Я. А я и не глуп, тут твоя правда. А другой — такой: еще ты надеялся, что сам ошибся, что не я это, что ты обознался. Ведь если б обознался, значит — нет меня, я там, в яме, со всеми. Ведь ты даже было поверил, что это не я, иначе не пошел бы на такой риск — фотокарточку свою мне показывать. Хотя уж очень она старая, ничего не разобрать, и ты это знал. Вот каков второй-то вариант. А есть и третий, да. Но я тебе его не сейчас скажу. Вот какие пироги.
Он отозвался не сразу, задумчиво и как-то отрешенно:
О н. Такие пироги…
Но тут же улыбнулся совсем естественно.
Пироги пирогами, а обед нам не несут.
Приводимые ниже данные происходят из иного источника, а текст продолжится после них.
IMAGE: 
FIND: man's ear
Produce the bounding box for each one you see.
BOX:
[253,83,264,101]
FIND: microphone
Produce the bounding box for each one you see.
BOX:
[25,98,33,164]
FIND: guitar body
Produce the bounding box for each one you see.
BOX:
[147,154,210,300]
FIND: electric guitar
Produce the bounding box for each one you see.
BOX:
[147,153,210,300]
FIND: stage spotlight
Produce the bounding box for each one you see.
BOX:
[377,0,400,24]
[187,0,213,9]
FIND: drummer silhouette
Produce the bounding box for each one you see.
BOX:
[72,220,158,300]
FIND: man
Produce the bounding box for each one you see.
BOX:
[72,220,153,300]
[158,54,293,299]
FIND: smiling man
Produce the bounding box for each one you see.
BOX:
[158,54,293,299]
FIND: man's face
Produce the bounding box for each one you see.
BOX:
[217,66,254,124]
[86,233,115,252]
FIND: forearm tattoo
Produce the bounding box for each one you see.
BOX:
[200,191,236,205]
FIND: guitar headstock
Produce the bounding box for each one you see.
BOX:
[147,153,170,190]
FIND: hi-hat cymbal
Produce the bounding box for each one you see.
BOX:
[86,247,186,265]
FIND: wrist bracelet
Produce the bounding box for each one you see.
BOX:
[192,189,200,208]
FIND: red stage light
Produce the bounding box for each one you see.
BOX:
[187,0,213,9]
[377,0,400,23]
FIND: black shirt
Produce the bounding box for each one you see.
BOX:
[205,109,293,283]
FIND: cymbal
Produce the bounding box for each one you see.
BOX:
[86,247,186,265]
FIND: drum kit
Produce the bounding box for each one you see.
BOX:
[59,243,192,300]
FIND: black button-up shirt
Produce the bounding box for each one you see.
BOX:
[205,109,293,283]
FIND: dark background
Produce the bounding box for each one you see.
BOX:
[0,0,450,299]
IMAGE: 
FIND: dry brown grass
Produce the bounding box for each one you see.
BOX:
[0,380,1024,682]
У меня уже в животе урчит по-страшному.
Я. Это у тебя и тогда было, от свеклы. Тебя всегда живот и подводил.
О н. У меня гастрит, мне главное — режим. И водка эта мне противопоказана.
Я. Столько не виделись! — можно и пренебречь диетой.
О н. Дома-то жена следит — кашки ежедневно, того нельзя, этого нельзя, рюмку ото рта отнимает, — жена!
Я подумал — каково-то ей будет, жене, и детям, когда они узнают? И каково ему сейчас — знать, что они узнают, если я доведу все до конца? А не до конца я не могу, и он это понимает.
Я. Я понимаю… Только что же я могу поделать?
Он, вероятно, догадался, о чем я подумал.
О н. Почти двадцать лет живем, а все как вначале… У меня хорошая семья, не могу пожаловаться. И дети тоже… А ведь разлетятся в разные стороны — и все… Не очень-то справедливо, верно? Хотя у тебя-то детей нет…
У меня не было детей, да. И еще многого другого у меня не было, что поделаешь.
Я. Так что же все-таки было потом?
О н. Когда?.. Ты все о своем! Хватит, ей-богу!
Ладно, предположим опять, что не о н. Даже л у ч ш е б ы л о б ы, е с л и б н е о н. Я даже хотел сейчас, чтобы это был не он и чтобы я не должен был тянуть жилы из него и из себя, ворошить то, что было тогда, двадцать три года назад, и вершить суд над его и моим прошлым. Я вдруг понял, как много времени и сил утекло с тех пор, и испугался, что теперь мне не хватит их, чтобы довести все до конца.
Я. Когда тебя увели и ты больше не появлялся в лагере. То есть появился, но это уже был не ты, другой. Что же они с тобой такое тогда сделали?
Он встал из-за стола, подошел к парапету, откинул тяжелую от воды штору и стал глядеть на море, по которому хлестал дождь.
Дождевые капли залетали под навес, и лицо его сразу намокло, а я вдруг подумал — неужели он плачет? Но он не плакал, а просто смотрел на море, на дождь, на рябинки на воде, похожие на следы от пуль.
Я не видел и не слышал того, что было с ним тогда, когда его увели, но меня самого водили туда два раза, и я знал, о чем и как там говорят, а зная его и то, что с ним стало потом, я хорошо представлял себе, как они его взяли. Когда я думал об этом и старался представить себе, как тогда все было, я видел и слышал его одного, все остальное было не важно для меня и будто тонуло в темноте. Да там и было так — темная, низкая комната, и только на него направлен резкий белый свет единственной лампы.